Viscido mugugnò, tentennò, biascicò, diede a tradimento un calcio negli stinchi a Guercino e poi, guardando la gobba di Ambiguo, acconsentì: “Se la tua gobba non mi porterà una bella ragazza degna di me, carissimo, ti raddrizzo la schiena a legnate!”. “Certo! Grazie, mio Signore!”, disse Ambiguo e procedette con il solito bando per cercare la sposa.  Nel giorno stabilito si presentò solo una ragazza, Gagliarda, con un ricco abito dalla lunga gonna, accompagnata dal suo valletto, Intrepido. Viscido si presentò tutto elegante, baciò (anzi risucchiò) la mano di Gagliarda, che temette che non gliela restituisse più, diede uno sguardo gelido a Intrepido e chiese sbrigativo e condiscendente: “Io sono pronto. A quando le nozze?”

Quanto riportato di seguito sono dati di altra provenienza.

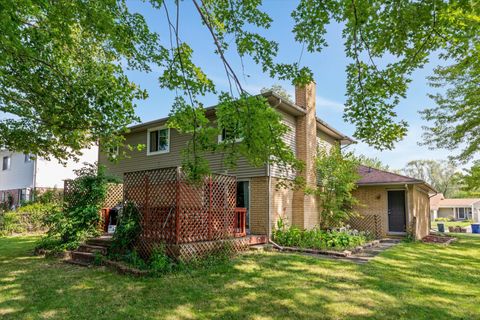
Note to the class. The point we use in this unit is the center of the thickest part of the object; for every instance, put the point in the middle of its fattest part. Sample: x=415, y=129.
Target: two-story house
x=257, y=186
x=22, y=174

Gagliarda, che era una bella ragazza bruna e non si faceva intimidire facilmente rispose: “Non corriamo così tanto!: prima vorrei conoscerla un po’, caro barone!”. Anche Intrepido si avvicinò: “la mia padrona è nobile di nascita, signore, e purtroppo è sola al mondo, ma non si sposerà se non con chi le piacerà!”. “Ma certamente! – rispose amabilmente Viscido – vedrai che le piacerò molto!” e, afferrato al volo un coltellaccio che il cuoco Geremia aveva dimenticato lì vicino, si avventò su Intrepido. Non aveva però fatto i conti con la gobba di Ambiguo, che gli stava sempre a fianco: il coltello si piantò nella gobba e non volle più uscire, Guercino, scappando spaventato, inciampò nella gonna di Gagliarda e diede uno spintone a Viscido, che infilò a testa in giù la finestra più alta del castello. E così finirono il barone Viscido e il regno di Tristilandia. Visto che non c’erano eredi Gagliarda si proclamò baronessa, sposò Intrepido e cambiò il nome del paese in Giubilandia. E nel castello, ripulito da ragnatele e pipistrelli, crebbero bambini felici, che galoppavano in groppa alla gobba di Ambiguo, sotto lo sguardo strabico di Guercino e in compagnia dei polli sempre più spennati di Geremia.